There are any number of questions we can ask about our possessions as we seek to minimize them.
Some have offered questions such as:
Does it spark joy?
Does it add value?
Does it serve my purpose?
I personally recommend two questions:
1. Do I need this?
2. Why do I have it?
You will find both incredibly helpful in your decluttering journey (especially if you include the added step of touching every physical item in your home).
But I have come to recognize a third question that is helpful to many. And once people ask it, the decluttering process seems to go faster as more and more items are identified as unnecessary.
Ask yourself, with every item in your home:
What would I use if I didn’t have it?
If the question can be answered quickly, it is not an item that you need to keep.
I first discovered this question when I minimized the things in my kitchen and stood face to face with countless tools and gadgets.

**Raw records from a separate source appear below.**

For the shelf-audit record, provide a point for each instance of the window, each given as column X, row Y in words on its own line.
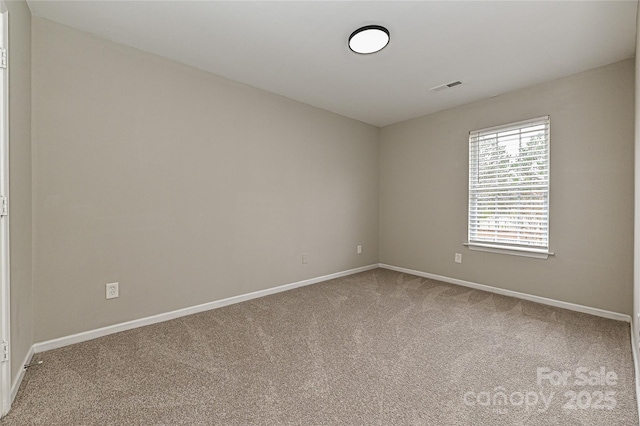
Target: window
column 509, row 188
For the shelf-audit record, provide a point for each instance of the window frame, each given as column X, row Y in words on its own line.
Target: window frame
column 540, row 252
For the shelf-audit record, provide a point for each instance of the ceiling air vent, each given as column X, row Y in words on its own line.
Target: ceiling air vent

Mark Bittman in his article A No Frill’s Kitchen Still Cooks lists the only 30 items you need in your kitchen and I used his list as a template to declutter my own.

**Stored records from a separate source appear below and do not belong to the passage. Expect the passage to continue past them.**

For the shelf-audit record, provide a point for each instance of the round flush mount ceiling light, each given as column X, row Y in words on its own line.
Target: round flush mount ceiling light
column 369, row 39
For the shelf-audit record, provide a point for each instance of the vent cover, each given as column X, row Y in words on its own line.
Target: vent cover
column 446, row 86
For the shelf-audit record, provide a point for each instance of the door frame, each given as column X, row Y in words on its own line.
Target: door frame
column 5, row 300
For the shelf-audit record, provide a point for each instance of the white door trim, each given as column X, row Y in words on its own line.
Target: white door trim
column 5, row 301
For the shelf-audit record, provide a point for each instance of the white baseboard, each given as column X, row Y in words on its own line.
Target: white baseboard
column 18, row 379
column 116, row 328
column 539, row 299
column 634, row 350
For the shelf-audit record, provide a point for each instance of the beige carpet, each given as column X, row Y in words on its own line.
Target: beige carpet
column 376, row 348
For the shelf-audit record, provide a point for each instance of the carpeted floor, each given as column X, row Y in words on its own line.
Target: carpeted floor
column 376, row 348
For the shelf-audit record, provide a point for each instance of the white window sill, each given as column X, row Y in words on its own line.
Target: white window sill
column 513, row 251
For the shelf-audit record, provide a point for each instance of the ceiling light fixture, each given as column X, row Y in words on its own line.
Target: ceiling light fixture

I had collected WAY more than 30 items, including countless gadgets and tools I thought necessary to cook dinner for my family.
As I stared at a stainless-steel egg-separator that had lived in my drawer for years, I thought to myself, “Surely I need to keep this. How else would I separate the yolk from an egg?”
Until I asked myself the question above, “What would I use if I didn’t have it?”
Within seconds I discovered that you can separate eggs with a simple spoon or even no spoon at all.
I thought I needed an egg separator cluttering up my kitchen drawer, but in reality, I didn’t need it at all. There is more than one way to solve a problem and I already owned everything I needed to separate eggs. (Incidentally, I got rid of the egg separator that day and haven’t missed it at all).
When we ask ourselves the question, “What would I use if I didn’t have it?” and quickly discover an answer, it becomes easier to let go—even if the item is one we use.
Another time I saw this question help someone declutter was helping a friend of mine minimize her kitchen. Over the years, she had collected decades and decades of items.
We began the process asking the questions, “Do you need it?” “Do you use it?” “Why do you have it?”
We weren’t making very fast progress. At one point, I pulled a red Santa tray from a cluttered cabinet and asked if she needed it.
“Oh yes,” she responded, “I put cookies on that tray every Christmas Eve.”
I asked a follow-up question, “Well, what would you use if you didn’t have it?”
She didn’t have to think long before her reply, “Oh, I’d probably just use one of the other red serving trays that I have in that cabinet.”
And in that moment, as she was working hard to own less and free up space in her home and life, she discovered something important: Just because you use an item doesn’t mean you need to keep it.
Especially when there are numerous things in your home that serve the same purpose.
The question, “What would I use if I didn’t have it?” allows us to see our possessions in a new way.
It forces us to recognize the number of duplicate items in our home.
The average American home has 300,000 items inside of it. And most of them are simply duplicates.
You can make quick progress decluttering your home by removing the duplicate items that you own. The question above helps us recognize them.
And it allows us to find new solutions to the problems we face.
There is almost always more than one way to solve a problem. You can offload many of the possessions you think you need by simply reminding yourself that you already own a solution to that problem elsewhere.
Do I need it? Why do I have it? What would I use if I didn’t have it?
Ask yourself these questions and declutter faster.
Own less, live more. You’ll love it.